Falling for the Forward
Key Facts
Kritik
Manchmal stolpert man regelrecht in eine Geschichte, die einen sofort packt – so ging es mir mit Falling for the Forward. Brenda Rothert bringt hier nicht nur eine locker-flockige Liebesgeschichte aufs Eis, sondern verwebt echte Gefühle mit charmanten, wenn auch komplizierten Charakteren.
Im Zentrum steht eine Frau, die eigentlich einfach nur aus der Klemme kommen will – denn ihr Ex hat sie nicht nur im Stich gelassen, sondern auch mit einem Haufen Schulden zurückgelassen. Die Lösung? Ein ungewöhnlicher Deal mit Carter Stanton, einem bärbeißigen Hockeyprofi, der aus familiären Gründen dringend eine Frau braucht. Klingt wie ein typisches „Fake Marriage“-Setup, ist aber so viel mehr als das. Man spürt schnell, dass hinter Carters grimmigem Blick ein Herz schlägt, das nicht nur Kinderbetreuung kann, sondern auch überraschend viel Wärme ausstrahlt.
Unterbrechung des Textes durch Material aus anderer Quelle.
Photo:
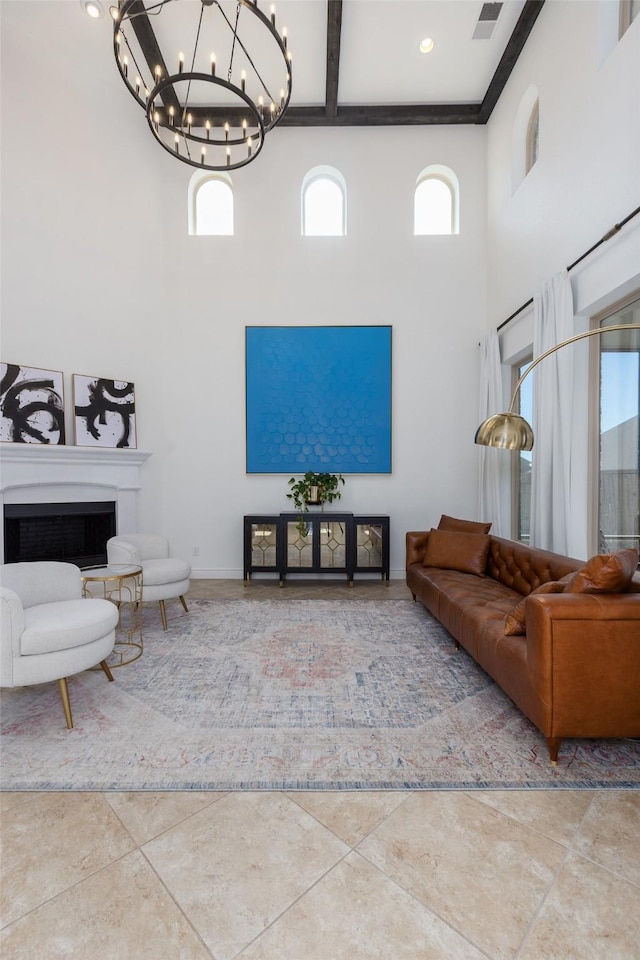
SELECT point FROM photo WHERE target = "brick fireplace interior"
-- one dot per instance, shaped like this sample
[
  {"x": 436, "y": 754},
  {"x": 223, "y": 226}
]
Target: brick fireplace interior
[{"x": 73, "y": 532}]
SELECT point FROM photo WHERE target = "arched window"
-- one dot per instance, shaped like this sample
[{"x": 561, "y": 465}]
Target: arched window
[
  {"x": 436, "y": 202},
  {"x": 533, "y": 131},
  {"x": 211, "y": 205},
  {"x": 324, "y": 204}
]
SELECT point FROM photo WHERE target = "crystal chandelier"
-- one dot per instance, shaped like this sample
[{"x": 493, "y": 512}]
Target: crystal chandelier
[{"x": 212, "y": 106}]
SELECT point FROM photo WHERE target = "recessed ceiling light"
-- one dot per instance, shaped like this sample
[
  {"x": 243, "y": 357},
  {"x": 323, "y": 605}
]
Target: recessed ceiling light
[{"x": 93, "y": 8}]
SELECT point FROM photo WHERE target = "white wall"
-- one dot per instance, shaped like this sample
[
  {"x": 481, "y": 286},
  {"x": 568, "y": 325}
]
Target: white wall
[
  {"x": 100, "y": 277},
  {"x": 587, "y": 179}
]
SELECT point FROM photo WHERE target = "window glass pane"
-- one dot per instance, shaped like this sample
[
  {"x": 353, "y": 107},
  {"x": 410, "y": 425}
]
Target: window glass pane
[
  {"x": 525, "y": 409},
  {"x": 323, "y": 209},
  {"x": 619, "y": 496},
  {"x": 214, "y": 209},
  {"x": 533, "y": 133},
  {"x": 433, "y": 207}
]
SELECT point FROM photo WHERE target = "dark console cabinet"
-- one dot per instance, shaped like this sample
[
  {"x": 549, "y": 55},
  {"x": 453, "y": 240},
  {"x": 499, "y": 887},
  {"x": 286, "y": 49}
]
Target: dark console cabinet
[{"x": 316, "y": 543}]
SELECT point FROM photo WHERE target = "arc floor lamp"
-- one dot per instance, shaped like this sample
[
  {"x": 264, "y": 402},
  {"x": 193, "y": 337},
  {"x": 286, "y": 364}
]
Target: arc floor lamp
[{"x": 510, "y": 431}]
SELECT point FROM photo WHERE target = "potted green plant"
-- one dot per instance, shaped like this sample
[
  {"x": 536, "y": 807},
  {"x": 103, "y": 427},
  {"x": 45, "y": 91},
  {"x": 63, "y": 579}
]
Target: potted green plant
[{"x": 314, "y": 489}]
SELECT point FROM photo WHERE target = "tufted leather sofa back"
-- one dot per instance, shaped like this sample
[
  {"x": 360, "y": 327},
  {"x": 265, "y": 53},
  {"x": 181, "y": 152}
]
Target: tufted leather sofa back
[{"x": 523, "y": 568}]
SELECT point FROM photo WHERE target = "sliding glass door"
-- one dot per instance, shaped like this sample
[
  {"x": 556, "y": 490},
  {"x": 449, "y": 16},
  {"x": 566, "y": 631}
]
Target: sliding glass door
[{"x": 619, "y": 433}]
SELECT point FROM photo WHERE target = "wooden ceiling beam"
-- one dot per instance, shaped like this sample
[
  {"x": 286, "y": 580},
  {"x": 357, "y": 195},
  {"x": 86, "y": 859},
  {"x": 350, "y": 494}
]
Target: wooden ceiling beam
[
  {"x": 514, "y": 48},
  {"x": 334, "y": 31},
  {"x": 382, "y": 115}
]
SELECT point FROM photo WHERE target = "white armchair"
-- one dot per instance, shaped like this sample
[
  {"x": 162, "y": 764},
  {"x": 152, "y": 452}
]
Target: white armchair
[
  {"x": 49, "y": 631},
  {"x": 163, "y": 577}
]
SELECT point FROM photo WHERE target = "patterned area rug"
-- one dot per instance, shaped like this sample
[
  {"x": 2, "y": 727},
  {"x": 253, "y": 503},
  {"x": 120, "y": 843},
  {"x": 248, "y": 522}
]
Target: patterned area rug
[{"x": 293, "y": 694}]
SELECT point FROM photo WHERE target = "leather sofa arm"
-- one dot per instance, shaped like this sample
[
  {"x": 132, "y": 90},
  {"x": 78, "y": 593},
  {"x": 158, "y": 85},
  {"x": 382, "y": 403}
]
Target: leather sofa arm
[
  {"x": 416, "y": 546},
  {"x": 583, "y": 655}
]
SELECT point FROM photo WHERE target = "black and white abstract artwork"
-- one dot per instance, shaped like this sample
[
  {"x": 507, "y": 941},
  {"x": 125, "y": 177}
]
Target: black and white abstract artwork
[
  {"x": 104, "y": 412},
  {"x": 31, "y": 405}
]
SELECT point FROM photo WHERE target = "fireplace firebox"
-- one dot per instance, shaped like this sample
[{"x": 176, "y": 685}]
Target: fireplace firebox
[{"x": 73, "y": 532}]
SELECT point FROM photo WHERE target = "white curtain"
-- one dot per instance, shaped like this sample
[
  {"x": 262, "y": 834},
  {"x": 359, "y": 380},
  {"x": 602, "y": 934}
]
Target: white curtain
[
  {"x": 553, "y": 389},
  {"x": 493, "y": 500}
]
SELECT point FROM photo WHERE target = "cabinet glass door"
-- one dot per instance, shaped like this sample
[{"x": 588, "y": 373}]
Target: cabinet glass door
[
  {"x": 263, "y": 540},
  {"x": 333, "y": 544},
  {"x": 299, "y": 545},
  {"x": 369, "y": 546}
]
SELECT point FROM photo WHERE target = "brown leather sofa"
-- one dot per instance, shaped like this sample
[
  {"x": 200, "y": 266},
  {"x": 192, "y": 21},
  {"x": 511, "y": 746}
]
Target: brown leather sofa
[{"x": 574, "y": 670}]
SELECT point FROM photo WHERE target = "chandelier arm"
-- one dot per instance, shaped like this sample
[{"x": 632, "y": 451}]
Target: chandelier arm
[
  {"x": 233, "y": 45},
  {"x": 579, "y": 336},
  {"x": 193, "y": 60},
  {"x": 244, "y": 49}
]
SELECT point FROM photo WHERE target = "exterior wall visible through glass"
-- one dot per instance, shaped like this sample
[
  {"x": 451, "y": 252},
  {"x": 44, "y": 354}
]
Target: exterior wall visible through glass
[{"x": 619, "y": 433}]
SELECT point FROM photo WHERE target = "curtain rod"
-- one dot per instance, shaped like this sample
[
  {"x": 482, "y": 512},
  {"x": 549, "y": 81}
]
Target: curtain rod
[{"x": 611, "y": 233}]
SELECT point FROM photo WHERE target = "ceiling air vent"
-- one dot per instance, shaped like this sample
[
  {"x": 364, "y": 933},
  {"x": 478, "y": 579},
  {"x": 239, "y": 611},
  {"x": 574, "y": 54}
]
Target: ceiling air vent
[{"x": 487, "y": 21}]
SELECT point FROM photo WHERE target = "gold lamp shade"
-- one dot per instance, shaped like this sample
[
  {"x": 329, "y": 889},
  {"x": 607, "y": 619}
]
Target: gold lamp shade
[{"x": 508, "y": 431}]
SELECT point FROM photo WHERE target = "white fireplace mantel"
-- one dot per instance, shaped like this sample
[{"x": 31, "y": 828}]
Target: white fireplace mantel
[{"x": 43, "y": 473}]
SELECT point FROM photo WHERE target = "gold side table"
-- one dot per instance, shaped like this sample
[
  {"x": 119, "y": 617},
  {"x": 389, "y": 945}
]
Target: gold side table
[{"x": 122, "y": 584}]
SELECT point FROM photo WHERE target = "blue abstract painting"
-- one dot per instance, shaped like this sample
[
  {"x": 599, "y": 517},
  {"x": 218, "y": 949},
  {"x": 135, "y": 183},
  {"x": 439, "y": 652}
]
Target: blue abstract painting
[{"x": 318, "y": 398}]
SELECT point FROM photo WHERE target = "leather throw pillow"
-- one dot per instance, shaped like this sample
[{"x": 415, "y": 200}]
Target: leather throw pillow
[
  {"x": 606, "y": 573},
  {"x": 462, "y": 526},
  {"x": 466, "y": 552}
]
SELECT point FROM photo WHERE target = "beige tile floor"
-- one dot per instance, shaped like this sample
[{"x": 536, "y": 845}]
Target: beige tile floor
[{"x": 534, "y": 875}]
Brendas Schreibstil ist angenehm leicht, mit einer Portion Humor und genau der richtigen Prise Emotionalität, die dich zwischen Schmunzeln und Mitfühlen pendeln lässt. Die Dynamik zwischen den beiden Hauptfiguren ist unglaublich glaubwürdig, und die familiären Bande, die sich langsam knüpfen, haben mir besonders gut gefallen – diese Kombination aus „found family“ und persönlichem Wachstum trifft einfach immer ins Herz.
Klar, der „Fake Marriage“-Trostroper ist keine bahnbrechend neue Idee, und ab und zu hätte ich mir vielleicht ein bisschen weniger Vorhersehbarkeit gewünscht. Aber hey, das schmälert das Lesevergnügen kaum, denn es ist gerade diese Verlässlichkeit in der Story, die eine Art Wohlfühlatmosphäre schafft. Auch der Nebencharakterstress bleibt angenehm überschaubar, sodass die Hauptstory nie aus dem Fokus gerät.
Wenn du Lust auf eine charmante, leichtfüßige Liebesgeschichte mit echtem Herzblut hast – und dabei noch ein bisschen Hockey-Luft schnuppern möchtest – bist du hier goldrichtig. Falling for the Forward ist ein Buch zum Auftanken, das die perfekte Mischung aus Emotion und Spaß liefert.
Mein persönliches Fazit: 4 von 5 Sternen – weil es ein Wohlfühlroman ist, der mit sympathischen Figuren punktet, auch wenn er genretypisch ab und zu auf Nummer sicher geht. Trotzdem absolute Leseempfehlung für alle, die auf Herzenswärme mit sportlichem Bonus stehen.